Barack Obama likes to chant, almost to sing, that name of our country. He now wields its power to the extent that the well-crafted paper will allow. He is himself an expert on that paper, and in the midst of terrible frustrations he will remember well that they are part of a form of government that is very bad, but not as bad as any of the others.

2 comments

  1. A Republic If We Can Keep It!

    I differ. While I did enjoy the hype of the racial barrier being broken I was deeply saddened that it was prejudice and racism that made it so – at the expense of rationality and liberty.

    The election of a democrat – nearly anyone – over a republican should have been easy to predict after 8 years with George W. Bush holding the office and his neoconservative allies in the legislature.

    I carefully examined each and every candidate on both sides – casting away biases to the best of my human ability. I found a candidate who spoke volumes and had a long history of writings that backed him up. It was an educational process watching political pundits and others attack him – but I carried on listening and doing my own research. I found Doctor Ron Paul to be the best choice for America – and knew he had virtually no chance. I refused and continue to refuse to vote for “the lesser of two evils.”

    I present to you a speech by Dr.
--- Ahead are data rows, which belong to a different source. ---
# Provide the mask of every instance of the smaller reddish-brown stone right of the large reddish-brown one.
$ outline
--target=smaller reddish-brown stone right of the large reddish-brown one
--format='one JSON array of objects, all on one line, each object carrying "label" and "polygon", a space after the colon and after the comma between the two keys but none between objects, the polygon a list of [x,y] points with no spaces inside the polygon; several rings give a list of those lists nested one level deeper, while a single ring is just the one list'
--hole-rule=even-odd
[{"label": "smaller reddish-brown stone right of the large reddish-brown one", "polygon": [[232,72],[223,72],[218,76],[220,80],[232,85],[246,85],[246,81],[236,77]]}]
Ron Paul from the turn of the millenium – to me it speak volumes more than anything ever uttered by Barack Obama.

    http://www.house.gov/paul/congrec/congrec2000/cr020200.htm

    Some may get hung up on some issues but it is the basic principles and foundation that he speaks from that make all the difference. He has been a lone voter many times in defense of principles. Some may say he is pro-life and he is but I have not read anyone write a counter to abortion from such a rational perspective. I agree with Dr. Paul in how one party is for freedom in behavioral and personal matters but not in economic matters while another party is for freedom in economic matters but not personal and behavioral matters. What is needed are leaders who protect the freedom in both.

    Dr. Paul cured my political apathy and helped me to learn more about the monetary aspects that are driving our nation and its confusing and bad policies.

    I don’t believe I am exactly a Republican – since I am eager to replace most of the members of that party and am not finding it easy to forgive their treatment of the young people who supported Dr. Paul to become politically active during the campaign.

    The truth is regardless of who won this election (McCain or Obama) the same efforts would be undertaken to solve our present day problems – the wrong ones. If Dr. Paul had won he would have brought with him real change and addressed the root causes to our present day crises.

    Now I just hope that not many people will be harmed when the dollar collapses from hyperinflation, and I hope there will remain some freedoms despite the obvious governmental interventionist strategies that will be employed by the Obama administration and the democratic party.

    The saddest part for me is that the first African-American President is elected during the worst time of our history and will likely fail because he is not challenging the systems that have been in place for the last 100 years – systems and views that Dr. Paul outlined in this speech back in 2000.

  2. Dear Steve,

    Thank you for your deeply felt comment. I must say that most of what I heard from Ron Paul during the campaign struck me as naive and unworkable, but I know that he has a strong following and the courage of his convictions. We will see how Obama performs. I am skeptical, and I think there have been numerous mistakes already, not least of which is (as you say) the business-as-usual-in-Washington aspect of his new administration. Still, as an American, I have to hope he succeeds.